Sé que callo a veces, cuando no debería callar -creo que eso les pasa a muchos, a muchos más. Cuántos quisiéramos salir a exigir justicia, a conminar que vuelvan los normalistas de Ayotzinapa, pero no sabemos cómo, con quién, a dónde, o nos gana la desidia, el estatus quo, la comodidad, o la impotencia. El que no hubiera respuesta a la multitud de voces que se alzaron en todo el mundo reclamando la aparición de los jóvenes estudiantes, nos dejó pasmados.
Este escrito es para refrescar mi memoria, para decirme que estos jóvenes, algunos casi niños, no se merecen el olvido.
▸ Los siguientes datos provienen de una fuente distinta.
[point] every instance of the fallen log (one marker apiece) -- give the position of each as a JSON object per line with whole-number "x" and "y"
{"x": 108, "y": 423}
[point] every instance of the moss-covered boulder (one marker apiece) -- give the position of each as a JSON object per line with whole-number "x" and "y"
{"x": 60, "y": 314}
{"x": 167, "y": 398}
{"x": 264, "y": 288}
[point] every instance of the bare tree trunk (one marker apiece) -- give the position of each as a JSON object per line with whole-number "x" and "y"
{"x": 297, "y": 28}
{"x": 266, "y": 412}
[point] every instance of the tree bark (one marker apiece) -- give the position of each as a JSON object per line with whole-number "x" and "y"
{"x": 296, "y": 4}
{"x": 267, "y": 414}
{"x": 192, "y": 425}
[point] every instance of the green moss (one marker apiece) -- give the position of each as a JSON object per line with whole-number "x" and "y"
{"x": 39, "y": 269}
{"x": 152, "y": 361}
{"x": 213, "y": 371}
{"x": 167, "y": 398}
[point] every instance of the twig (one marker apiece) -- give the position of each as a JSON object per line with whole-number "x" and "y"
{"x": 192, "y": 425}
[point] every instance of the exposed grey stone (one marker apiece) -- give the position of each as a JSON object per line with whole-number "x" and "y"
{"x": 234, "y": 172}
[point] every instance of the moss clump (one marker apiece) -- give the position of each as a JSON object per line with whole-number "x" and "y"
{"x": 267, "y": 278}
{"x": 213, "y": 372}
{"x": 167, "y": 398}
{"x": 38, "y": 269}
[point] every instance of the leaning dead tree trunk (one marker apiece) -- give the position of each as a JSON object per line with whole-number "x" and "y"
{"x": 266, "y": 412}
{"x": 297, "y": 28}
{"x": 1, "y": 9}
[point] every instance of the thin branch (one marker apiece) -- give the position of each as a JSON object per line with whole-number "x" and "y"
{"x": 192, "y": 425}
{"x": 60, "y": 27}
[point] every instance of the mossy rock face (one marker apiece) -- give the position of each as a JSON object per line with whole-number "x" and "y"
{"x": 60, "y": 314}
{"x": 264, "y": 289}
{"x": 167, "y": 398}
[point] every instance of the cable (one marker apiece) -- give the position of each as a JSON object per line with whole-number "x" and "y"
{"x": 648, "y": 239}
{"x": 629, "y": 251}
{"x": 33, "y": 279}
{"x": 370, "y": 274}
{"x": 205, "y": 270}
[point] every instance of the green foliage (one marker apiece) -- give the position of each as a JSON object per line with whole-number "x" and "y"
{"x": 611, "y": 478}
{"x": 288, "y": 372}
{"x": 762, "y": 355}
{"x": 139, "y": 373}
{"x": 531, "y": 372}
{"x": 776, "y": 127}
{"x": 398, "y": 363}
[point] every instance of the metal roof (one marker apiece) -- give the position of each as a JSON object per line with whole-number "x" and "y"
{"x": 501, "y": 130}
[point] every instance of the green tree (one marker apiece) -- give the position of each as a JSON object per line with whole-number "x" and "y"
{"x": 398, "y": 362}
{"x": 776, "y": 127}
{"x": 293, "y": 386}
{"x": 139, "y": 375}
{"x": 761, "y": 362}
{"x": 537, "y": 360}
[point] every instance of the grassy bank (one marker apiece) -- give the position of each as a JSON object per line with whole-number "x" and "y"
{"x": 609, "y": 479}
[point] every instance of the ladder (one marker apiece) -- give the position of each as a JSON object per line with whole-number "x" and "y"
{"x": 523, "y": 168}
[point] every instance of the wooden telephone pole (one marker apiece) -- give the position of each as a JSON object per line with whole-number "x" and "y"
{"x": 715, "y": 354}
Hay grupos que los han tomado de bandera, otros siguen protestando, sus familiares y allegados seguramente los siguen llorando y los siguen extrañando; pero la sociedad indignada, esa de la que formamos parte todos, los que fuimos a las marchas a protestar por el hecho de que una desaparición así, no era tolerable, convencidos que estábamos en el terreno de lo inaudito muchos salimos a protestar, ahora a la vuelta de un año casi los hemos olvidado.
No sé todavía qué puedo hacer, pero hoy quiero recordar y quiero que me acompañen a recordar a las personas que murieron y a los estudiantes desaparecidos en Ayotzinapa, ese fatídico 26 de septiembre. A un año de los acontecimientos, todavía esperamos noticias suyas ¡no debemos callar su desaparición!